The creation of a new strain (which may over time become a new laboratory strain) based on material in scope of the EU ABS Regulation is itself in scope of the EU ABS Regulation, as utilisation (research and development on the genetic and/or biochemical composition) of genetic resources takes place to create the new strain.

A newly created strain based on material in scope of the EU ABS Regulation remains in scope of the EU ABS Regulation as long as it is not publicly available to others for research and development purposes. Before the strain is made publicly available to others, the developer of the laboratory strain needs to submit a due diligence declaration.

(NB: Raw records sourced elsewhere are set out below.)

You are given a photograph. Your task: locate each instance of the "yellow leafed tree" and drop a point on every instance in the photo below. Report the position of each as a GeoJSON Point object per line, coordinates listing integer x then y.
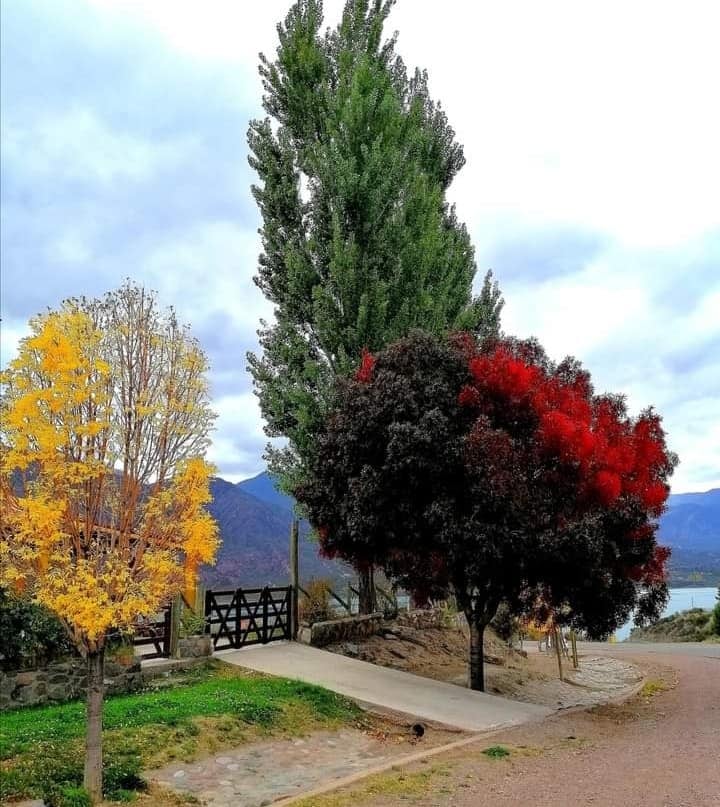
{"type": "Point", "coordinates": [105, 423]}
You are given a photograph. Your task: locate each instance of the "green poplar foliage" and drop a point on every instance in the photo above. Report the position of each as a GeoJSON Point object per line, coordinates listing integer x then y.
{"type": "Point", "coordinates": [359, 242]}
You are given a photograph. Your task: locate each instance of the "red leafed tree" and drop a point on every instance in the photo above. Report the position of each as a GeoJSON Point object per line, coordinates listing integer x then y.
{"type": "Point", "coordinates": [490, 472]}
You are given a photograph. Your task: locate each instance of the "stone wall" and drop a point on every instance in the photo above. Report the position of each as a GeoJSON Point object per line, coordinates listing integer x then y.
{"type": "Point", "coordinates": [62, 681]}
{"type": "Point", "coordinates": [348, 629]}
{"type": "Point", "coordinates": [424, 618]}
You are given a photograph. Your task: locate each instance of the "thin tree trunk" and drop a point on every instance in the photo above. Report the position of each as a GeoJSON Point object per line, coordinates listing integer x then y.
{"type": "Point", "coordinates": [366, 589]}
{"type": "Point", "coordinates": [93, 744]}
{"type": "Point", "coordinates": [558, 650]}
{"type": "Point", "coordinates": [477, 660]}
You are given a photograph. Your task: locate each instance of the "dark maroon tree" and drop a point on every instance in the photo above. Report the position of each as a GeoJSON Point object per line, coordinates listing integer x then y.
{"type": "Point", "coordinates": [494, 474]}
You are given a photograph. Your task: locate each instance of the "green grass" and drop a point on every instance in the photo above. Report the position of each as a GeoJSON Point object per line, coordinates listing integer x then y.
{"type": "Point", "coordinates": [216, 706]}
{"type": "Point", "coordinates": [255, 700]}
{"type": "Point", "coordinates": [496, 752]}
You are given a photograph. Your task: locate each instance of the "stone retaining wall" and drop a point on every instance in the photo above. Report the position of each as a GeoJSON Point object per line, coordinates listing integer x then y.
{"type": "Point", "coordinates": [423, 618]}
{"type": "Point", "coordinates": [62, 681]}
{"type": "Point", "coordinates": [348, 629]}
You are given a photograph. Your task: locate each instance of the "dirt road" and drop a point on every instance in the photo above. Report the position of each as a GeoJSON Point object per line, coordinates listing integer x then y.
{"type": "Point", "coordinates": [660, 750]}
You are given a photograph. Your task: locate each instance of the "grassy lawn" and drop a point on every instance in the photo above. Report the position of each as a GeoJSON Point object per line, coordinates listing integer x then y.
{"type": "Point", "coordinates": [213, 707]}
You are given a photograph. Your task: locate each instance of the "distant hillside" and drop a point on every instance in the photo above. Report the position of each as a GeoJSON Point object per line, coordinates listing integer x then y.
{"type": "Point", "coordinates": [255, 540]}
{"type": "Point", "coordinates": [262, 487]}
{"type": "Point", "coordinates": [694, 625]}
{"type": "Point", "coordinates": [691, 527]}
{"type": "Point", "coordinates": [254, 519]}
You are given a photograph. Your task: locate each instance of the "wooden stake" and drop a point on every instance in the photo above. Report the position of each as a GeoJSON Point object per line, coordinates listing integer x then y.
{"type": "Point", "coordinates": [558, 653]}
{"type": "Point", "coordinates": [294, 577]}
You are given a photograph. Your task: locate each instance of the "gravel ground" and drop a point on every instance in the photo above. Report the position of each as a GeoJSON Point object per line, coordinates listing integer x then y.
{"type": "Point", "coordinates": [659, 750]}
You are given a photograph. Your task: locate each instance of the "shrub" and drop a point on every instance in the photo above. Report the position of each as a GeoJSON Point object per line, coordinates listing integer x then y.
{"type": "Point", "coordinates": [716, 616]}
{"type": "Point", "coordinates": [191, 624]}
{"type": "Point", "coordinates": [31, 635]}
{"type": "Point", "coordinates": [72, 796]}
{"type": "Point", "coordinates": [504, 623]}
{"type": "Point", "coordinates": [314, 605]}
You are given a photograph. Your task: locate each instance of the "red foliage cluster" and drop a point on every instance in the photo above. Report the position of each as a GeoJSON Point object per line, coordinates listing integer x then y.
{"type": "Point", "coordinates": [364, 373]}
{"type": "Point", "coordinates": [613, 456]}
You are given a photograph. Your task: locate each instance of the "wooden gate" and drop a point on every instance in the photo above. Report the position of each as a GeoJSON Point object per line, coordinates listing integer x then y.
{"type": "Point", "coordinates": [247, 616]}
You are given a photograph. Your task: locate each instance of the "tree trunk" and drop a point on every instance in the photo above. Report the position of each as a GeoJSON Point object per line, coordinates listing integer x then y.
{"type": "Point", "coordinates": [558, 650]}
{"type": "Point", "coordinates": [477, 660]}
{"type": "Point", "coordinates": [93, 743]}
{"type": "Point", "coordinates": [366, 589]}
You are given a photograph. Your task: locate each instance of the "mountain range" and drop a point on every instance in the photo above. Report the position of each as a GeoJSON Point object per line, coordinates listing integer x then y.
{"type": "Point", "coordinates": [254, 520]}
{"type": "Point", "coordinates": [255, 517]}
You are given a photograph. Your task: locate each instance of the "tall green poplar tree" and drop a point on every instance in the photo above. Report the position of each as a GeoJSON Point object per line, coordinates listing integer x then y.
{"type": "Point", "coordinates": [359, 242]}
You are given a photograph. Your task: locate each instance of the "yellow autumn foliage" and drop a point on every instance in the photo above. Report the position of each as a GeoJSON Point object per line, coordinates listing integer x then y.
{"type": "Point", "coordinates": [110, 522]}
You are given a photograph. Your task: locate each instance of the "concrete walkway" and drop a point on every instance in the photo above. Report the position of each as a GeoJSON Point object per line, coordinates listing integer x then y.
{"type": "Point", "coordinates": [387, 689]}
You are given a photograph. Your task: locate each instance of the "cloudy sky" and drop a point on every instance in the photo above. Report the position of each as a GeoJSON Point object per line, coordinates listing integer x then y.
{"type": "Point", "coordinates": [592, 184]}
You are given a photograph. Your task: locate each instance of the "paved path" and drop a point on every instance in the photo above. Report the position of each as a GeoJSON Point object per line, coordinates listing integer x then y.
{"type": "Point", "coordinates": [256, 775]}
{"type": "Point", "coordinates": [703, 649]}
{"type": "Point", "coordinates": [650, 752]}
{"type": "Point", "coordinates": [388, 689]}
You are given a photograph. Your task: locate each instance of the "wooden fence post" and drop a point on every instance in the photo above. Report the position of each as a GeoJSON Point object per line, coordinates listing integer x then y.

Utilisation of a laboratory strain

After a strain has become a laboratory strain and is made publicly available to others, its further use is out of scope of the EU ABS Regulation. However, contractual agreements agreed in PIC and MAT concerning benefit-sharing resulting from further use of newly developed laboratory strains need to be respected.

For more information on laboratory strains, see section 7.5 of Annex II of the EU Guidance

Laboratory strains as testing and reference tools

When a genetic resource is used as a testing or reference tool, the material is not the object of the research in itself, but only serves to confirm or verify the desired features of other products developed or under development. This means that using laboratory strains as testing and reference tools is not considered to be utilisation in the meaning of the EU ABS Regulation. Examples are the use of laboratory animals to test their reaction to medical products, pathogens for testing the resistance of plant varieties, or bacteria for testing the effectiveness of compounds that are candidates for new antibiotics.